The proximity to China created investor euphoria about Mongolia a year ago. Last October, a long-awaited agreement between the government and Ivanhoe Mines, the developer of Oyu Tolgoi, signalled that the country was open for business just as China was becoming a net importer of commodities such as coal.
But the momentum slackened as investors looked more closely at the country’s dire lack of infrastructure, in spite of the government’s promises of a big building programme of roads, railways and power plants.
“Investors need the confidence of a successful IPO because Mongolia is still a high-risk frontier with little track record,” says Chris Rynning, chief executive of Origo, a Beijing-based private equity company that has invested in Mongolia.
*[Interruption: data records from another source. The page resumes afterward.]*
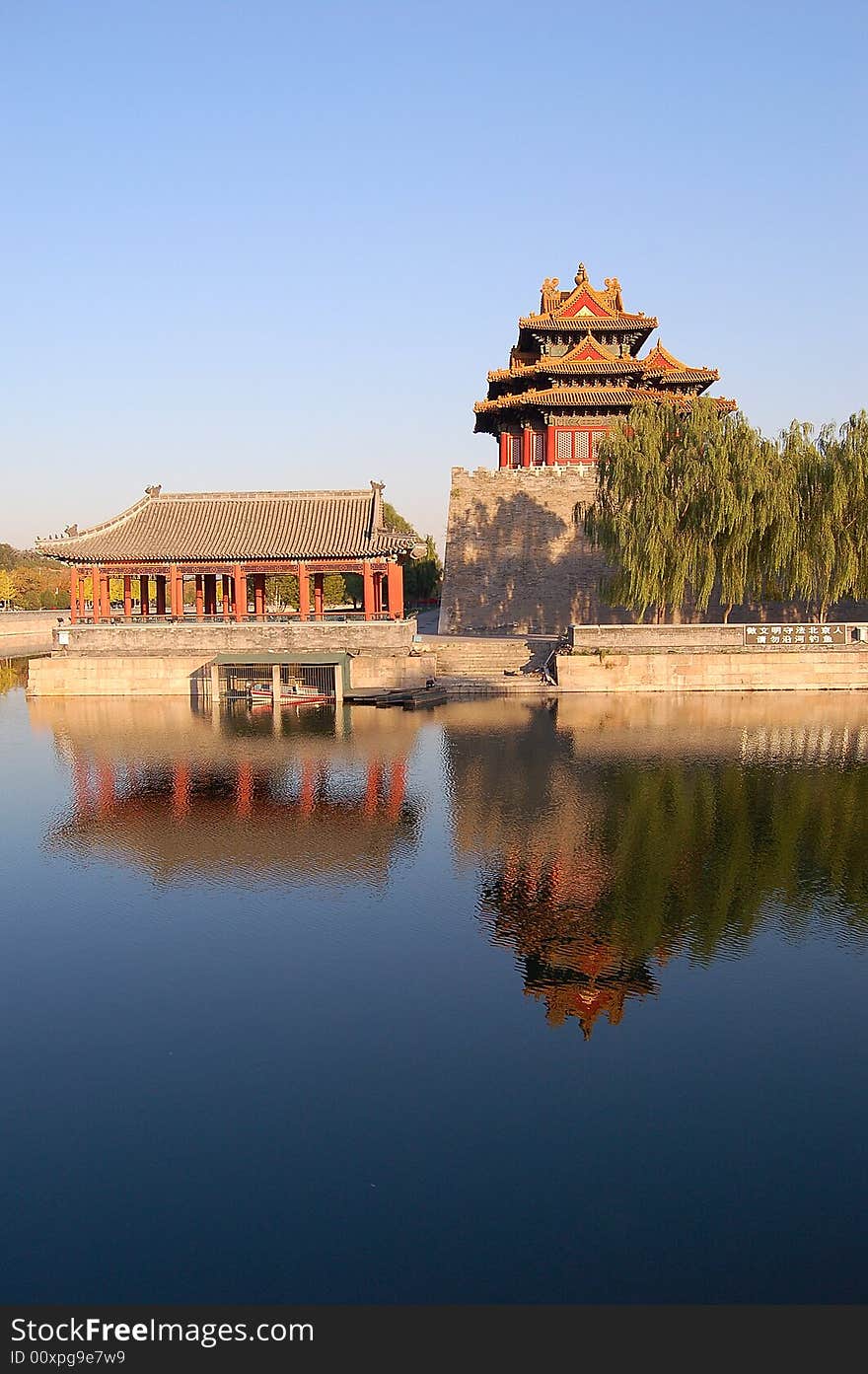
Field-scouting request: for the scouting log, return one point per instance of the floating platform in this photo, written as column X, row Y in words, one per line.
column 409, row 698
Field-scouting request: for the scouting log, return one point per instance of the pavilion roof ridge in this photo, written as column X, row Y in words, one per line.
column 672, row 364
column 238, row 525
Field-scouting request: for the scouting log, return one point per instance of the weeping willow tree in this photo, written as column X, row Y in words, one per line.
column 827, row 556
column 691, row 502
column 686, row 499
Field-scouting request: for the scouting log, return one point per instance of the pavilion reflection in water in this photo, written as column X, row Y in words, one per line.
column 615, row 832
column 230, row 793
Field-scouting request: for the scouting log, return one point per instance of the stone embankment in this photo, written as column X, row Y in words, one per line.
column 483, row 665
column 27, row 629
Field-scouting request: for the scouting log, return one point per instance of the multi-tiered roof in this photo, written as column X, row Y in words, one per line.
column 577, row 363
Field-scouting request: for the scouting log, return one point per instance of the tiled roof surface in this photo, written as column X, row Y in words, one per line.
column 625, row 396
column 237, row 527
column 567, row 324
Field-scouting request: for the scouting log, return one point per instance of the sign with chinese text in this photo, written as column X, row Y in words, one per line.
column 794, row 636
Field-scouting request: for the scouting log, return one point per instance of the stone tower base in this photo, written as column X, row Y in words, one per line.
column 517, row 558
column 518, row 561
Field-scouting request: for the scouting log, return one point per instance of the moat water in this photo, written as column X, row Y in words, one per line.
column 504, row 1002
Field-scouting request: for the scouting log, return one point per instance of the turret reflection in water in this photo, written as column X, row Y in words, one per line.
column 613, row 835
column 234, row 796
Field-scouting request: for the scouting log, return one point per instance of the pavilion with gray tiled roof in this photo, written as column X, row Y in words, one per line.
column 239, row 538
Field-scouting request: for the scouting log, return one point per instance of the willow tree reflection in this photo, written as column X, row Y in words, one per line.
column 606, row 849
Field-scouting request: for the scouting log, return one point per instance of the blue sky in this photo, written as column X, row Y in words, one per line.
column 265, row 245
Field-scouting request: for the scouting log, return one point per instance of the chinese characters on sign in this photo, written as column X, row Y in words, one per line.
column 794, row 636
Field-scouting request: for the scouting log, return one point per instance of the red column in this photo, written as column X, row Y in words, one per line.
column 209, row 583
column 304, row 593
column 395, row 586
column 373, row 787
column 526, row 443
column 97, row 597
column 367, row 581
column 241, row 593
column 174, row 598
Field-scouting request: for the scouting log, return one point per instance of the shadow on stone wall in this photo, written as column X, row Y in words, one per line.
column 522, row 568
column 521, row 565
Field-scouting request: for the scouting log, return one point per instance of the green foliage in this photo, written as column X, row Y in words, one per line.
column 354, row 588
column 282, row 593
column 334, row 590
column 689, row 502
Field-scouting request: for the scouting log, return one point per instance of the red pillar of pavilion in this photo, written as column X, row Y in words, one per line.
column 367, row 581
column 209, row 591
column 97, row 594
column 398, row 787
column 176, row 604
column 395, row 587
column 241, row 593
column 73, row 595
column 304, row 593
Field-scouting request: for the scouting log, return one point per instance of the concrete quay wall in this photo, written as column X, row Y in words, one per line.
column 230, row 638
column 28, row 628
column 188, row 675
column 714, row 670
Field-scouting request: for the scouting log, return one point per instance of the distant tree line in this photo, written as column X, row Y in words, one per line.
column 29, row 581
column 692, row 504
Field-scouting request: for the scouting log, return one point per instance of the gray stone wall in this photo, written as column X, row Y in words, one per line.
column 517, row 556
column 518, row 561
column 191, row 638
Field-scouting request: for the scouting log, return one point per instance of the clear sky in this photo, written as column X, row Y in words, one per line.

“MMC is an important test case for outbound IPOs from Mongolia, where a success will form precedent for many more IPOs to come,” he added.
The retail part of MMC’s share offering was 10 times oversubscribed, according to bankers. The investor interest in MMC is one sign that Mongolia’s minerals-led development is regaining momentum.
The government has clarified plans for Tavan Tolgoi, the enormous coking coal deposit that ranks with Oyu Tolgoi as one of the best undeveloped mineral areas in the world.
Tavan Tolgoi will be half-owned by the government, Mr Zorigt told the Financial Times in an interview.
The half earmarked for privatisation will be split 20:30 between Mongolian and international investors respectively. The concession, however, will be split into two blocks. Erdenes, the state-owned mining group, is considering international applications to operate one of these blocks.
MMC has been dubbed “mini-TT”, after Tavan Tolgoi. The company’s principal mine – which aims to produce 15m tonnes of coking coal by 2013 – comprises one-sixth of the original Tavan Tolgoi licence area.
As part of the development programme, MMC is building a road to China and is expecting a rail line to follow as part of the government’s plans for an east-west arterial railway to intersect the Soviet-era trans-Mongolian line.
It is also building its own coal-washing plant and claims that there is enough water in the bleak south Gobi desert to do so.
Worries about the country’s basic water and rail infrastructure, as well as its lack of equipment, have weighed on the shares of a Mongolian company that pioneered a Hong Kong listing earlier this year.
SouthGobi Energy, a thermal coal miner, has seen its shares fall 36 per cent since its debut in January.
Meanwhile, a second Mongolia-related IPO has completed in Hong Kong. Last week, Winsway, a coking coal trader and logistics company handling shipments from Mongolia to China, raised HK$3.7bn (US$477m). It priced its shares just below the middle of the range.
Bankers involved in the Winsway and MMC IPOs were nervous of both companies coming to the market at the same time. But in spite of the Winsway IPO, SouthGobi remains investors’ main focal point.
Mr Zorigt is confident that MMC, which is expected to debut in Hong Kong in mid-October, will help dispel investor doubts about the future of Mongolia and he promises that other national champions will be emerging over the next decade.
“We are strong believers in national champions,” he says. “In our experience, in our part of the world, Japan and Korea have succeeded in part because of these large corporations. The next step of our industrialisation requires this more sophisticated type of business.”